How to come and get a job in Djibouti. Types of visas and obtaining a work visa



How to come and get a job in Djibouti. Types of visas and obtaining a work visa

Djibouti's economy is based on its strategic geographic location. With limited natural resources, the main industries are related to the delivery and refueling of the transport entering the Red Sea. Regional partners play a key role in exports, as goods are then often shipped inland to Ethiopia.

Djibouti has faced social and political factors that have previously hindered development, but several industries are showing growth and offering good employment opportunities. The economy is driven by the Red Sea, and jobs for beginners and seniors are often related to exports and transportation. Taxes are fixed and lower than in other countries in the region. Health and education systems are underdeveloped, so access to private services is necessary. Security can be difficult, with high crime rates in cities, and it is important to follow employer advice when applying for jobs.
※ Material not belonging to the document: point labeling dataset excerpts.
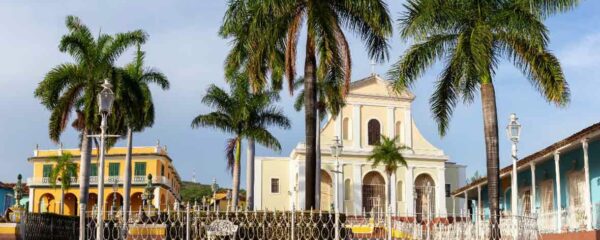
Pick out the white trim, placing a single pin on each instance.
(271, 186)
(357, 188)
(356, 134)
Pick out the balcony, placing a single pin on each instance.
(108, 180)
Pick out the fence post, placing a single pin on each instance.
(293, 222)
(337, 224)
(187, 221)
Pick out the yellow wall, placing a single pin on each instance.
(154, 160)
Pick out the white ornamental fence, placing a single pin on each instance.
(195, 223)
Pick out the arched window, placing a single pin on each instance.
(399, 191)
(347, 190)
(398, 132)
(346, 132)
(374, 134)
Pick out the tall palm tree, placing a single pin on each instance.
(278, 24)
(243, 114)
(330, 98)
(135, 105)
(388, 154)
(471, 37)
(63, 170)
(72, 87)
How do I come and get a job in Djibouti?

Emigrants who want to find work in Djibouti usually have to find a job before they arrive. When they arrive in the country, they can get an ID card by providing proof of a job offer, a copy of their passport, and four photographs. Individuals who do not have a job offer but want to start a business in the country must provide four passport-size photos, a copy of their passport, and information about their investments, as well as proof of funds.

How much each person has to pay for a visa and ID depends on the country from which he or she is coming. For example, those coming from other parts of Africa pay $196, while U.S. citizens pay $280. Since there is no fixed minimum wage in Djibouti, all wage agreements are made between the employer and his employee. Other requirements for those seeking work permits include proof of their yellow fever vaccination.

Filing and applying for a work visa requires painstakingly sorting out the nuances and specifics and being prepared for additional requirements as you go through the procedures. The experts at our website Visit World can help you with these nuances.

Types of visas and getting a work visa

Since there are few employment opportunities in Djibouti, expatriates usually get a job before the visa application process begins. Applicants should apply for a visa well in advance of their scheduled departure date, as processing can take several weeks depending on the country of residence.

Foreign nationals have several options for obtaining a visa to enter Djibouti, including business visas and tourist e-visas. Foreign workers will need three documents to live and work in Djibouti:

Entry Visa.

Residence permit.

Work permit.

The residence permit acts as an identification card for foreign nationals. Foreign workers will need to obtain an entry visa before traveling to Djibouti. Visa requirements vary, but applicants will need a passport valid for at least six months after the scheduled departure date. The passport must also have at least two blank pages, and applicants must be vaccinated against yellow fever.

In addition to the entry visa, your employees will need to obtain a residence and work permit. The documents required for these permits include:

copy of an employment contract with a company based in Djibouti;

valid passport;

long-term visa;

4 passport photos;

copy of the license of the free zone company;

a written request with details of the position and employer;

Job prospects in Djibouti

It is quite possible to find a job in Djibouti if you know English well, as a teacher or a translator. To be invited for a job, it is important to meet the criteria; qualifications and a lot of work experience. Then a decent job could be in logistics, transportation services, and maintenance. 

Taxation in Djibouti

  Taxes in Djibouti are set at fixed rates. About 15.7% of an employee's salary goes to their social security contributions, which are automatically deducted from their wages. Employees are expected to pay another 4% voluntarily. Corporate tax is a flat rate of 25% or 1% of the company's turnover, whichever is higher. In addition, there is a local garbage tax of 4.5% of an employee's salary, as well as a 7% VAT on some goods sold in the country.